Üzerinde durduğu önemli konulardan bir tanesi ve tehdit olarak gördüğü husus şu: Mehmet Kuruçay, şu anki DSİ bölgesinin yeraldığı bölgede birçok su kuyusunun olduğunu ve depremden sonra bu su kuyularının üzerinin, şehrin hafriyat ve enkazı ile kapatıldığını söylüyor. Aspestik içeren deprem konutlarının hafriyatı içerisinde yaşam malzemelerinden tutun, insan cesedi, demir, plastik metallere varıncaya kadar her şey mevcuttur. Birçok maddeyi ayrıştırsanız dahi, ceset ve onun yaydığı koku ve bıraktığı izi yok edemezsiniz. Peki su kuyularının üzerine enkazdan çıkarılan hafriyatın bırakılmasına kim müsaade etti? Elbette deprem esnasında şehirde görev yapan koordinatör valiler. İnsaflı olalım, koordinatör vali şehrin neresinde su kuyuları olduğunu bilmez.

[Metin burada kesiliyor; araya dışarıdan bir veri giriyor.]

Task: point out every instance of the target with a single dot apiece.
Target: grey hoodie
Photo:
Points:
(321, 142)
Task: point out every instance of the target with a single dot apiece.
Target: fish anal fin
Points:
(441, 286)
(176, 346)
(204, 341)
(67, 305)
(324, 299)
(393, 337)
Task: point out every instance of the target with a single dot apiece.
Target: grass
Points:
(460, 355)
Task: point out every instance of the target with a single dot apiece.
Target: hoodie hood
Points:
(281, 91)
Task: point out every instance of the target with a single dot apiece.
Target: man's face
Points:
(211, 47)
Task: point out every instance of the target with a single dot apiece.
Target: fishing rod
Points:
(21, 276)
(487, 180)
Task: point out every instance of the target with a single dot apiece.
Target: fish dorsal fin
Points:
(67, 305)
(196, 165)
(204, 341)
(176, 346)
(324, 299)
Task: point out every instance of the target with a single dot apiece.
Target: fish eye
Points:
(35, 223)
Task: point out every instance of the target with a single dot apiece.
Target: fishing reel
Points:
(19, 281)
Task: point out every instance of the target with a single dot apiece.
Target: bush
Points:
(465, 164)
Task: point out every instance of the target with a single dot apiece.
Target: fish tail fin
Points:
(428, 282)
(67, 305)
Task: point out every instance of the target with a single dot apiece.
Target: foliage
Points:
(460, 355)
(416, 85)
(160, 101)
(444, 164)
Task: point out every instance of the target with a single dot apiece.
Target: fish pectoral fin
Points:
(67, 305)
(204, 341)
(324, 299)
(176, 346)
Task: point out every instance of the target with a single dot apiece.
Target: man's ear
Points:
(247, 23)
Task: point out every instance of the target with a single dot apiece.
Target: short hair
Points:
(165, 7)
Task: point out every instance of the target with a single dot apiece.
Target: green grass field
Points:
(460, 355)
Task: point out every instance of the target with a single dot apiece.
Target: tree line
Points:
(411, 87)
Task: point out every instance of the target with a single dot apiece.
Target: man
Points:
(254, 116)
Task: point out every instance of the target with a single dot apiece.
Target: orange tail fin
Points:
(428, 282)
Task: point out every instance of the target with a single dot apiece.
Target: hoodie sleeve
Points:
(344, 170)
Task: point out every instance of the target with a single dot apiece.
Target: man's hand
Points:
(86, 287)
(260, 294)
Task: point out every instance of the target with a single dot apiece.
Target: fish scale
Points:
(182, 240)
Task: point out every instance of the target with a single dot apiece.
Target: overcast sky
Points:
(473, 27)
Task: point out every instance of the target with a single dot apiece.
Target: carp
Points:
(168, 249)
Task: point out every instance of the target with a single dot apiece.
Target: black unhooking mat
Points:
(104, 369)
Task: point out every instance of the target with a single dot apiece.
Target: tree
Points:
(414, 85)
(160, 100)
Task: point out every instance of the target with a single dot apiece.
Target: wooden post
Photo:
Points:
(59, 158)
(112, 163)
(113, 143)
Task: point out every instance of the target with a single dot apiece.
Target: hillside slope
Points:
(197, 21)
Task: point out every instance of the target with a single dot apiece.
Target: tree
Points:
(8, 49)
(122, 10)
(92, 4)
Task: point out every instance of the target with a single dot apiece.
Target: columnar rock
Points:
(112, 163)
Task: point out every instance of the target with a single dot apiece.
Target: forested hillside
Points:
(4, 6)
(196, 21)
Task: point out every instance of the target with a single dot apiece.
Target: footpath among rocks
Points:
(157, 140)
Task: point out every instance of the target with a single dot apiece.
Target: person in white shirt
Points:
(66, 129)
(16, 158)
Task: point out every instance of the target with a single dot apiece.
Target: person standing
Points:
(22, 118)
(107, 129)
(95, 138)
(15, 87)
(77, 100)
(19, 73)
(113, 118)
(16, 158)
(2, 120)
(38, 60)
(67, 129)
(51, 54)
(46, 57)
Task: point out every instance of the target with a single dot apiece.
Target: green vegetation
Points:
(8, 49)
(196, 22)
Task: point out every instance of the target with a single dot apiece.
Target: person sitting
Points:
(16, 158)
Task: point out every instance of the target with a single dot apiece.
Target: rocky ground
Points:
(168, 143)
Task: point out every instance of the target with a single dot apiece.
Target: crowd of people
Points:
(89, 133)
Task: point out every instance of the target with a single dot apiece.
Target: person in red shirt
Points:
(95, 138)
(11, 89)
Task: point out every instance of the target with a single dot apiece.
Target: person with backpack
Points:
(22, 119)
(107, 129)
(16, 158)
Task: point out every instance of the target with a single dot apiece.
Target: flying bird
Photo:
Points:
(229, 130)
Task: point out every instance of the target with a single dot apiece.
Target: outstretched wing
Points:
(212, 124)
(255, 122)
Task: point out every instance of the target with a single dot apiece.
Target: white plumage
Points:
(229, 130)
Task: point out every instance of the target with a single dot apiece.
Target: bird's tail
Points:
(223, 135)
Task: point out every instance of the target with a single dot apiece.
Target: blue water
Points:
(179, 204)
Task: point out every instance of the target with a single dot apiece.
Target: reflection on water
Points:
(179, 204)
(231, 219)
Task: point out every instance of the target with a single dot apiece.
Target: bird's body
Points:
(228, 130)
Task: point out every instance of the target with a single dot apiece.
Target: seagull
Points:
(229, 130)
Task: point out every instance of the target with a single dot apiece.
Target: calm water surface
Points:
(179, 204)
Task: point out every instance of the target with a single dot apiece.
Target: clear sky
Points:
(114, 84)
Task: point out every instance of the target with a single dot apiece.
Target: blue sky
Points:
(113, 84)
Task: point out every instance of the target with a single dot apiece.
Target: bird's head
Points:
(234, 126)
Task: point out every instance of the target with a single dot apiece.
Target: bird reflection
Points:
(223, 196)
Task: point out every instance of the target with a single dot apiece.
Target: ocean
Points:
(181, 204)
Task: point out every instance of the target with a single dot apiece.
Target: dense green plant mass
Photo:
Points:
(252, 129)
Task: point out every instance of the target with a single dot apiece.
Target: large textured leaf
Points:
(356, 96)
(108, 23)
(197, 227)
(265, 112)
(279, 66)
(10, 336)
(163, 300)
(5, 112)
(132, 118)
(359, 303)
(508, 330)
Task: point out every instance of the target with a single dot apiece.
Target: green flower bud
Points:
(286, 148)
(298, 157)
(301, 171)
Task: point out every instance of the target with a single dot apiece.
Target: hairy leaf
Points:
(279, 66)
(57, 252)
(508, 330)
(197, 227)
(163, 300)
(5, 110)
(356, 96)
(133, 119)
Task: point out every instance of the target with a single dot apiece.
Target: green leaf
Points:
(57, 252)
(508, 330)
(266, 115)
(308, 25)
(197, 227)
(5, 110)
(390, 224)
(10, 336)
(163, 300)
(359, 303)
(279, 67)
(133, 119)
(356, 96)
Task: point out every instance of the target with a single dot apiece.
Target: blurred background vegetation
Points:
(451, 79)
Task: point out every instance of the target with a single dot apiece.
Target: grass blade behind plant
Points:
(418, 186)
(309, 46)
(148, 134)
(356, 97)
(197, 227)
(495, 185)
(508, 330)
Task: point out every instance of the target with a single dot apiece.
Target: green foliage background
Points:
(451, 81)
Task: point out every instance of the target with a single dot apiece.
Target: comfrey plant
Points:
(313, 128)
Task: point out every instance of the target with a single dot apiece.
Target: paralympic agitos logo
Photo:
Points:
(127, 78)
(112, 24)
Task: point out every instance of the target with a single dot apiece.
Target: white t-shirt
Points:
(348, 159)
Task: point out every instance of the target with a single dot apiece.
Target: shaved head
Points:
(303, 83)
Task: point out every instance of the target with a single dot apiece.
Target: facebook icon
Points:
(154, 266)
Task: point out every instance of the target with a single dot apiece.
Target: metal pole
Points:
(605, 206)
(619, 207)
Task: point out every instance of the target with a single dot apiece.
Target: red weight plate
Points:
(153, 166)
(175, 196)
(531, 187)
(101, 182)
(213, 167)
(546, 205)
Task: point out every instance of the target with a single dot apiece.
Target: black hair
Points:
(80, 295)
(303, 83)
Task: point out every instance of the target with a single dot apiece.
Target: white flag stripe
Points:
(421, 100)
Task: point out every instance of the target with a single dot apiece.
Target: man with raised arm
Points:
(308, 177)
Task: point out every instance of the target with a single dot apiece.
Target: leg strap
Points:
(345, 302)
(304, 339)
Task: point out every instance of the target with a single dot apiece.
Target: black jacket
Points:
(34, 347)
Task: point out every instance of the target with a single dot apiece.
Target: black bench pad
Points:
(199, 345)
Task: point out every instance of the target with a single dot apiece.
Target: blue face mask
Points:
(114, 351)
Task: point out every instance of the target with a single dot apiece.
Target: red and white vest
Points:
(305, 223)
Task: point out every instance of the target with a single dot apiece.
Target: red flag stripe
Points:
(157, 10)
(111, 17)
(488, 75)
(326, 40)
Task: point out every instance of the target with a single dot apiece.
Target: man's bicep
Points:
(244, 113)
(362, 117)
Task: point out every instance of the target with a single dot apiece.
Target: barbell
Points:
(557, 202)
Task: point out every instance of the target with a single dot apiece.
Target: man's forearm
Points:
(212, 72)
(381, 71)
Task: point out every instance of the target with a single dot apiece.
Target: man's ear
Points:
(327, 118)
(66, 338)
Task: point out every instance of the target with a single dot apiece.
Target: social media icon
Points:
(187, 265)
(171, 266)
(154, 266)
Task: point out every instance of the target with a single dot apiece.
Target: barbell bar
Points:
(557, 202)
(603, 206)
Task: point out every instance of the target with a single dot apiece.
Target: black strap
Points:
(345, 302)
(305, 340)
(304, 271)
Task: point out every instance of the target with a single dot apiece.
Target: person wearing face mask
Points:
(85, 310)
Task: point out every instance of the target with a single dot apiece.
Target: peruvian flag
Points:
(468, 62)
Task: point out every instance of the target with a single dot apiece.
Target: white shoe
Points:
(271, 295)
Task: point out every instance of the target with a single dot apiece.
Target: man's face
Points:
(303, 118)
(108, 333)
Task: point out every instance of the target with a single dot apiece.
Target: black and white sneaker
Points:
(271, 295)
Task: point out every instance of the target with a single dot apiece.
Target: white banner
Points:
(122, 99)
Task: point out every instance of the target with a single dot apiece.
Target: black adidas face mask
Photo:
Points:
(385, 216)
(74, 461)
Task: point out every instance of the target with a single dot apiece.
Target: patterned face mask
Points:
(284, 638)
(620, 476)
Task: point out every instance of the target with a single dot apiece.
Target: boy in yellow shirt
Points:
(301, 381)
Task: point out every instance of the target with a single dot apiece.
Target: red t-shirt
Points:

Dolayısıyla valilerden ziyade, kenti bilen kişilerin koordinatör valiyi uyarması gerekiyordu. O su kuyularından faydalanan onlarca mahalle yer alıyor. Bugün değilse bile 40-50 yıl sonra aspest içeren enkazın su kuyuları üzerine bırakılmasının zararını göreceğiz.
Doğru olan, hafriyatın kent merkezlerine bırakılması değil, yaşam alanlarının dışına götürülerek ayrıştırılması ve geri dönüşüme kazandırılmasıdır.
Bizden öncekilerin yaptıkları yanlışların bedelini biz ödedik. Hiç olmazsa bizden sonraki kuşaklar aynı bedeli ödemesin. Şehrin imar ve inşasında söz sahibi olanlar bu hususlara dikkat ederlerse, hem kendileri için hem de gelecek kuşaklar için hayırlı bir iş yapmış olurlar. Burnundan kıl aldırmayan siyasetçiler gazetecilere ayar vermeyi bir tarafa bırakıp, ortak akılla hareket ederlerse, hem şehirleri hem de kendileri kazanır.
Kuruçay Hoca, endişelerini raporlayarak yetkililere ulaştırdığını söylüyor. Gereğinin yapılacağı konusunda ise kuşkuları var. Çevre Şehircilik ve İklim Değişikliği Bakanlığı, Kahramanmaraş’a yönelik ilan edilen “uygun olmayan alanlar” konusunu bir kez daha gözden geçirse iyi eder.